Bloomberg.com's Review of Bleak House
Posted at 3:23 PM (PST) on Thursday, January 19, 2006
Vivid Visit to Dickens's 'Bleak House' on PBS
By Dave Shiflett
Jan. 19 (Bloomberg) -- Bleak is beautiful, at least in Masterpiece Theater's presentation of Charles Dickens's ``Bleak House,'' which makes high art of a ruinous lawsuit.
Jarndyce vs. Jarndyce, the result of a rich man writing multiple wills, has been in court for several generations, producing madness, suicide and massive legal fees. Screenwriter Andrew Davies (``Pride and Prejudice'') does a masterful job compressing the sprawling story into an eight-hour miniseries.
In Sunday night's two-hour opener, orphan Esther Summerson (Anna Maxwell Martin), Ada Clare (Carey Mulligan) and Richard Carstone (Patrick Kennedy) arrive at Bleak House, a magnificent pile of bricks large enough to host most of us and our 40 closest friends.
The house is overseen by John Jarndyce (Denis Lawson), a warmhearted gent who occasionally retires to a room he calls the ``Growlery'' to let off steam; these days he'd probably have a blog, though here he confines his audience to Esther.
'Bored to Death'
Martin is not a flawless beauty -- like several other characters a facial growth or two is in evidence -- yet she has a deeply dignified character. She also bears a burden: ``Your mother is your disgrace and you hers,'' a scolding hag tells her at show's start. Her desire to learn her mother's identity is ever on her mind.
Even more intriguing is Lady Dedlock (Gillian Anderson), a pale, haunted woman who looks as if she hasn't hosted a red corpuscle in decades. Although she professes to be "bored to death with my life,'' she takes a sudden interest in learning the identity of a court-document copyist whose handwriting she recognizes. This alerts family lawyer Tulkinghorn (Charles Dance) that something is up; he is pitiless in his pursuit of this mystery.
The episodes, which air each Sunday through Feb. 26, are meant to imitate the page-turning nature of the original work, which was serialized in 1852-53. Davies succeeds grandly. He, of course, had much to work with: a great plot and some of Dickens's most memorable characters.
Tulkinghorn is a ferocious lawyer whose family tree seems to have been populated by at least one pair of tarantulas. His pursuit of the copyist, a former soldier and current opium addict called Nemo (John Lynch), will eventually reveal a dark secret.
Krook (Johnny Vegas), the aptly named proprietor at Nemo's slum dwelling, is a half whisker from a heart attack, a half swallow from cirrhosis, and a full-time candidate for imprisonment. His theft of Nemo's secret letters is crucial to the plot's development.

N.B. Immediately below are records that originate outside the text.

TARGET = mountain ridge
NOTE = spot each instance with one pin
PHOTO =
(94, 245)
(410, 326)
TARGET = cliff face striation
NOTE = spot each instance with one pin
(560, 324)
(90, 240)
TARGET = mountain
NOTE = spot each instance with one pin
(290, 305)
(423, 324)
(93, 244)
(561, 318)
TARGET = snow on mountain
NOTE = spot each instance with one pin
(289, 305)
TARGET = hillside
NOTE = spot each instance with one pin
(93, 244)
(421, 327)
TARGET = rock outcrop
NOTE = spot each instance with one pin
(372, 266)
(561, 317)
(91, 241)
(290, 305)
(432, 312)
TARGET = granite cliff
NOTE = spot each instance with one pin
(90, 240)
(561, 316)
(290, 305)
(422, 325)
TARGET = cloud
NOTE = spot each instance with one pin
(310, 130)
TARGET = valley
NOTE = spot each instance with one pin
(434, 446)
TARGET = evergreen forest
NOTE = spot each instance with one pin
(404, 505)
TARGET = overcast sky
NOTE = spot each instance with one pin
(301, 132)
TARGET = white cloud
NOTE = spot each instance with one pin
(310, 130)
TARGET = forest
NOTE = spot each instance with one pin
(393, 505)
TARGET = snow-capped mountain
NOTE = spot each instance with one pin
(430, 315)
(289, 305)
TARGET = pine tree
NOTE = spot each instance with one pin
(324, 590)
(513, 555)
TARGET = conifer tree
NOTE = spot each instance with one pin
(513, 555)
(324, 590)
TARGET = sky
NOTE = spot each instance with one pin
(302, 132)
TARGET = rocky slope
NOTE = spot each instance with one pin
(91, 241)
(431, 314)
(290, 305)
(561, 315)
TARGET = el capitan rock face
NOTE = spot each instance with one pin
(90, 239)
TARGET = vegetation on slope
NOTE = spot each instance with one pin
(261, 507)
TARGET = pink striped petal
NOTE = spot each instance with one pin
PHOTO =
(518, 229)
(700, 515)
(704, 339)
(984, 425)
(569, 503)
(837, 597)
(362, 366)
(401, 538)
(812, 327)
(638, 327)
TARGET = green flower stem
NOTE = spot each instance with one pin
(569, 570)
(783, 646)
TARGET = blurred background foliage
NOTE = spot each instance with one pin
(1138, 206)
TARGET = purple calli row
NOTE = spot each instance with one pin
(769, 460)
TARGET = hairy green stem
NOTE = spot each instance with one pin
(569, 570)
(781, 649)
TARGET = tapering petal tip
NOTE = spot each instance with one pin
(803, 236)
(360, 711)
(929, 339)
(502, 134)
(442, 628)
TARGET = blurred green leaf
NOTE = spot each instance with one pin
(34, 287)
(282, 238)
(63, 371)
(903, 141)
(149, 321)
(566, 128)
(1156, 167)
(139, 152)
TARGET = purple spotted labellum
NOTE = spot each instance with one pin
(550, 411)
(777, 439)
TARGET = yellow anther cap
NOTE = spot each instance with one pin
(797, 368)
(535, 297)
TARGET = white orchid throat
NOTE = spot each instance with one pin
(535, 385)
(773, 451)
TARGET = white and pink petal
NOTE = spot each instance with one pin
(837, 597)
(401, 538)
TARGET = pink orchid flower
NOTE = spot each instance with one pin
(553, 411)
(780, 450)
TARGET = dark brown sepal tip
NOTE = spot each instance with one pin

Guppy (Burn Gorman), who deeply desires the hand (among other things) of Esther, starts out respectable enough, but soon becomes a stalker with a malevolent glint to his eye. Harold Skimpole (Nathaniel Parker), one of English literature's premier leeches, comes off as a parasite without equal.
"Possessions are nothing to me,'' he chirps while downing yet another load of free chow, compliments of John Jarndyce.
"I have no aptitude for work,'' he adds. Skimpole does admit to being a doctor ``for a time,'' which one suspects resulted in a fatality or two.
Then there's Mrs. Jellyby (Liza Tarbuck), the do-gooder whose compassion does not extend to her own children; they look as if they just climbed out of a dumpster. Her obsession with saving Africa blinds her to her children's simplest needs.
"No pee pee, not on any account,'' bellows this dumpling of a woman, who appears to consume enough victuals to feed a medium-sized village. "Mama is busy!''
Indeed, there are many blimps in this massive production, which boasts 80 speaking parts, along with first-rate set scenes, especially forays into the slums. The street urchins look as if they rose from the mud or at best house themselves in chimneys. The sense of bottomless despair is as thick as the ever-present fog.
In one tenement we find a man who had "been drunk three days'' and sobered up only because he ran out of money; he has beaten his wife, whose child dies in her arms. Elsewhere in this cauldron of hopelessness, three children try desperately to stay out of the orphanages Dickens railed against in other works; we are reminded that his final act on earth was said to have been the shedding of a massive tear.
One assumes the great author would be pleased with this handling of what many consider to be his best book. Viewers will have a difficult time not getting hooked early; some may remember that one character departs the drama in the most notable case of "spontaneous combustion'' in all of literature.
A brilliant exit in a brilliant work.